Brijean – Feelings

      1 Comment on Brijean – Feelings

Released: February 26, 2021

One thing that is exciting about good dance music is its ability to manage energy, whether it is a DJ set or an individual artist’s record. “Don’t Leave Me This Way” is a great example. Whether you’re listening to Harold Melvin, Thelma Houston or the Communards, the song kind of simmers and then just soars at “Ahhh, baby!” in the chorus. That moment is like jet propulsion, but what makes it great is that there is a more subdued restlessness before and after. I get that there are a lot of ways that energy can move through a song in a less obvious, bombastic way, but even lower key material should move.

I get that Feelings might temper that movement a bit with its dream pop leanings, but instead of being tempered, the album really never gets in motion. It flatlines too much, even on four-on-the-floor tracks like “Wifi Beach.” To its credit, the conga-heavy beats’ easy grooves fit nicely on the laid back tracks, creating a kind of late night vibe of a party winding down, but it’s hard to wind down from a party that never got into full swing.

In the end, this is both good dream pop and good disco, but not great at either even if it sometimes finds interesting intersections of both.

About bobvinyl

bobvinyl, writer and co-editor of No Song is an Island, founded its predecessor, Rock and Roll and Meandering Nonsense (whose archives are found here), in 2005 and served as editor and principal contributor until it went on hiatus in 2010. He has also been published in AMP and Loud Fast Rules! (in print) as well as Glide and FensePost on the web. He has been an avid record collector since he was seven years old and enjoys sharing his love of music from the common to the esoteric.

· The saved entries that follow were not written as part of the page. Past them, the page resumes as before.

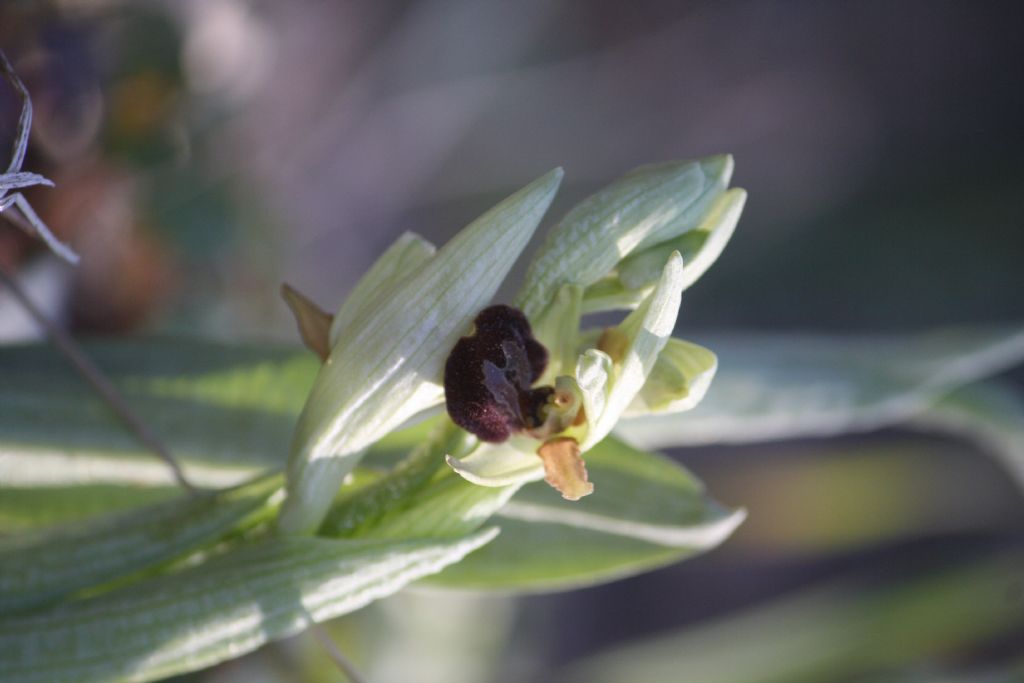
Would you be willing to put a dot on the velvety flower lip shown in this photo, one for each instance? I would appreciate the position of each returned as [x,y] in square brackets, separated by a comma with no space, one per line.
[488,376]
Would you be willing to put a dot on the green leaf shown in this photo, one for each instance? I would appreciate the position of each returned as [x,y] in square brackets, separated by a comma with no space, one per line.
[398,261]
[990,414]
[37,568]
[839,632]
[26,509]
[224,412]
[225,607]
[780,386]
[646,511]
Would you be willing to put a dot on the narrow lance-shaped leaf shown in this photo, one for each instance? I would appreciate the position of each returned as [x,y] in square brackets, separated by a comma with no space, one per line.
[400,260]
[648,511]
[224,412]
[388,365]
[36,568]
[221,609]
[779,386]
[990,414]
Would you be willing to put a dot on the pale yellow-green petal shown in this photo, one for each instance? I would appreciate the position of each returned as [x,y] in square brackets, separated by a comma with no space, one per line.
[645,207]
[389,364]
[678,382]
[647,330]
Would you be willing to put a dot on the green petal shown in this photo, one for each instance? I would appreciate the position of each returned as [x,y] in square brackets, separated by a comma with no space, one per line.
[645,207]
[699,248]
[678,382]
[647,329]
[501,464]
[389,365]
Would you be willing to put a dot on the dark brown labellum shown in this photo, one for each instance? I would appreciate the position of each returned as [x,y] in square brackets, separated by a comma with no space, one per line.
[489,375]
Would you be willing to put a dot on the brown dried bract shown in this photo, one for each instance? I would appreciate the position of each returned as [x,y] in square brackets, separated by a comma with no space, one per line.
[564,469]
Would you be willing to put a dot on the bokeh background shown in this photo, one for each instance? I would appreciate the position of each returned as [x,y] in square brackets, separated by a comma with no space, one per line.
[205,151]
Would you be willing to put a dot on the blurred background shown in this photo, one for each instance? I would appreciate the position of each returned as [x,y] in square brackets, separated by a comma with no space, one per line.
[206,151]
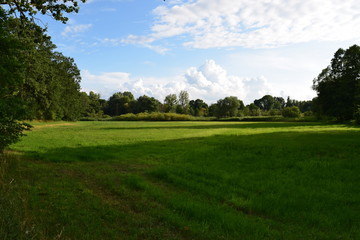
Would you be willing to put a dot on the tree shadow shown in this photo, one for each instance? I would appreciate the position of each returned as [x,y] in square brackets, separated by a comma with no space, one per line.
[252,125]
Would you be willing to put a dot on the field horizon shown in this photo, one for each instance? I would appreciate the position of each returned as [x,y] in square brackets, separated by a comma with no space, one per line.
[182,180]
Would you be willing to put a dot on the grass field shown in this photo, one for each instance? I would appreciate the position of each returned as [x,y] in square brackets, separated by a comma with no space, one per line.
[182,180]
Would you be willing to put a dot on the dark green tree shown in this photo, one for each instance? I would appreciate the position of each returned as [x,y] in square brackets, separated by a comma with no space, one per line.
[228,107]
[120,103]
[183,103]
[147,104]
[170,103]
[27,9]
[198,108]
[338,85]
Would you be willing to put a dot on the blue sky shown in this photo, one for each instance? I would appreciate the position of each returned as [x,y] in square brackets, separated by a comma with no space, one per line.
[210,48]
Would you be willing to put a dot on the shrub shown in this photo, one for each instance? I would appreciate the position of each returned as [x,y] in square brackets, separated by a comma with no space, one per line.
[291,112]
[10,132]
[357,116]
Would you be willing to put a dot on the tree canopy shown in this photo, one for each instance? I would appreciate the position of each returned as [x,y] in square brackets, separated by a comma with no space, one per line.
[27,9]
[338,85]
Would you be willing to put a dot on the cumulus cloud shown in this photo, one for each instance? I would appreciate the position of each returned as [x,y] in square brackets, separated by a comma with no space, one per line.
[255,24]
[75,29]
[209,82]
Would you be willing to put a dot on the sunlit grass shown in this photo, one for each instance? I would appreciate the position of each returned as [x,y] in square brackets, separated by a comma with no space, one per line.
[186,180]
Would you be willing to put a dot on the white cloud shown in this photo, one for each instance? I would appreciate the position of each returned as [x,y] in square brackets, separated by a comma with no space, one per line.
[75,29]
[255,24]
[142,41]
[209,82]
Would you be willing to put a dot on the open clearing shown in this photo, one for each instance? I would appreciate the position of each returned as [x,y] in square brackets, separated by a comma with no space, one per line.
[182,180]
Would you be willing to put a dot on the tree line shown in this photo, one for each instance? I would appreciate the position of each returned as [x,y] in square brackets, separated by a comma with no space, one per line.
[124,102]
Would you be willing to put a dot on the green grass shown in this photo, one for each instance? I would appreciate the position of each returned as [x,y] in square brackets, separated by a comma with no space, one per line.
[182,180]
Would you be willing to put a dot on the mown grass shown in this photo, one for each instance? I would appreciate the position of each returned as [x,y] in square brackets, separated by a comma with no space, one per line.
[182,180]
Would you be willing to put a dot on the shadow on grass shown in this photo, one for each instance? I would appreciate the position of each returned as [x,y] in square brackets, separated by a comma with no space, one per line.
[178,148]
[241,125]
[275,175]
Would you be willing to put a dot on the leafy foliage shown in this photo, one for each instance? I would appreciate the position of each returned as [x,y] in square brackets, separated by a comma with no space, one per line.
[338,85]
[29,8]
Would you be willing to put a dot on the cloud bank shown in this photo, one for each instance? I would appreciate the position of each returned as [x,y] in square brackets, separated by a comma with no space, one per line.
[209,82]
[253,24]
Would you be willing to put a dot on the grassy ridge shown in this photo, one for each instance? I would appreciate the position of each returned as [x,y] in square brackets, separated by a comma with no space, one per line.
[184,180]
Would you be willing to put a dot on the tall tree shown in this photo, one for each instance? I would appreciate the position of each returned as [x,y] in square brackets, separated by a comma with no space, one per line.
[170,103]
[229,106]
[25,9]
[198,107]
[184,101]
[338,85]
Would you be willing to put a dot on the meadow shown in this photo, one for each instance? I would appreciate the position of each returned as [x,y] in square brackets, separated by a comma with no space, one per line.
[182,180]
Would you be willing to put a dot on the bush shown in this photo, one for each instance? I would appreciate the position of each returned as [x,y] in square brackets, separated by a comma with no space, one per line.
[156,116]
[291,112]
[357,116]
[10,132]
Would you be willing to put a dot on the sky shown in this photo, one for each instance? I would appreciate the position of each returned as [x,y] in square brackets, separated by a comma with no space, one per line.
[210,48]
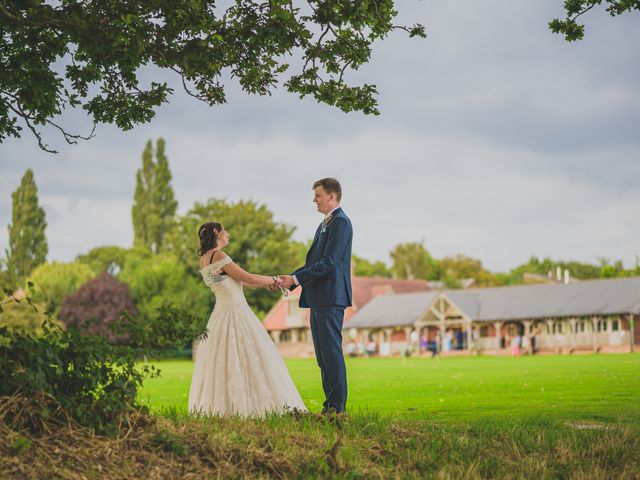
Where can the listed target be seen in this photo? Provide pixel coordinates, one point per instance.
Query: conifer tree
(154, 204)
(27, 241)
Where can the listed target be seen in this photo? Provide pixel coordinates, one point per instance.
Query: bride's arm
(246, 278)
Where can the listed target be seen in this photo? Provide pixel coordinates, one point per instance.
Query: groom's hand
(286, 281)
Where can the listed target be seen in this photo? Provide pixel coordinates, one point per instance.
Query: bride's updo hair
(208, 234)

1 thought on “Brijean – Feelings

  1. Chuck

    The music has a lot of joy in it and as a bassist there are some grooves that I could really sink my teeth into, but her voice is oddly flat. In the emotional sense, not in the pitch sense. For me, that’s what prevents the album from ever getting into motion.

    The flatness of her voice over the joy of the music could be the kind of juxtaposition that grows on you over time and turns a ho-hum album into a lifelong friend, but I just don’t see putting that kind of energy into this. However, when the weather warms up, I’ll try to remember to put it on in the car on a sunny day and give it another chance.